Sumito Ōwara’s art can get quite detailed, like labeled cross-section schematic detailed, but not so much that the borderline-cartoony characters feel like they’re out of their environment. Real? Dreamed? Neither one matters unless deadlines are met. It’s kind of explained from the outside, it’s kind of experienced by the characters, it results in the scanned pages, plates, models and whatnot that become their pitch reel. Everything from gear to the cityscape is refined to look maximum cool through practice. The girls drive the tank, fly the jet, plant the explosives themselves and then run like hell.
#KEEP YOUR HANDS OFF EIZOUKEN HOW TO#
As the anime gestalt of Keep Your Hands Off Eizouken! brainstorm and work out on the page how to make their anime look compelling, the perspective of the manga segues into the world of their work.

Getting lost in the process as only fiction can portray. Then there’s another story, which is an intersection of the first two. Having an unstoppable ever-talking overexplainer in the friend group anyway makes things a little more natural maybe, but expect a lot of hey! this is what we’re doing!
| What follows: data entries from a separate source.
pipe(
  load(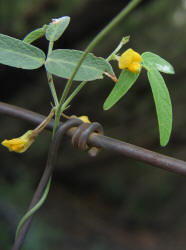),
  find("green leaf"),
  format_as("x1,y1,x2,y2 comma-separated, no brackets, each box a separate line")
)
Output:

It’s a complex and fascinating subject, an earnest approach on the work behind the medium we all love. When they aren’t getting into trouble, the characters are typically explaining every aspect of animation as they encounter them from the tools of the trade to the way ideas are communicated visually. There is definitely another story being told. Sit back and enjoy the show that is people getting deep into their geek. The rose colored glasses the girls wear don’t effect their deadlines- they just make the book fun. But Keep Your Hands Off Eizouken! isn’t satire or criticism, it’s a genuine love letter to the blood, sweat, and tears that go into animation. Sublime boss math that has you drawing 48 hours a day. So you have one story, the three young artists struggling to interpret inspiration through the meat grinder of animation production. You can’t stop an avalanche, you can only buy it more animation paper. They might break stuff and yell a lot and there are occasionally body guards but it’s not like Eizouken is all that dangerous. Fate brought the girls together to make their mark on the world of animation. Keep Your Hands Off Eizouken! is a fantasy story where woe befalls those who stand between making art and the production budget. These aren’t excuses made to the student council’s budget board, the real group you need to watch your hands around, they’re truths. Not here to fawn over a culture while contributing nothing to it. Keep Your Hands Off Eizouken! That’s the “moving image studies” group, and a manga by Sumito Ōwara, and that’s the girls an avalanche. All they need is Kanamori to be herself, an agent, ruthless, or maybe a producer to set the schedule, acquire the hardware, scan the art, and handle all the money. Mizusaki loves character design, costume concepts, and the poetry of figures in motion. Asakusa loves to world-build, draw backgrounds and techs and mechs and tell you a million facts underlying each art decision. What happened was the weird kid in the bucket hat that carries around all the notebooks and the tall one who knows how to hustle every person she ever talked to meet a teen model falling out of grace because of her anime problem.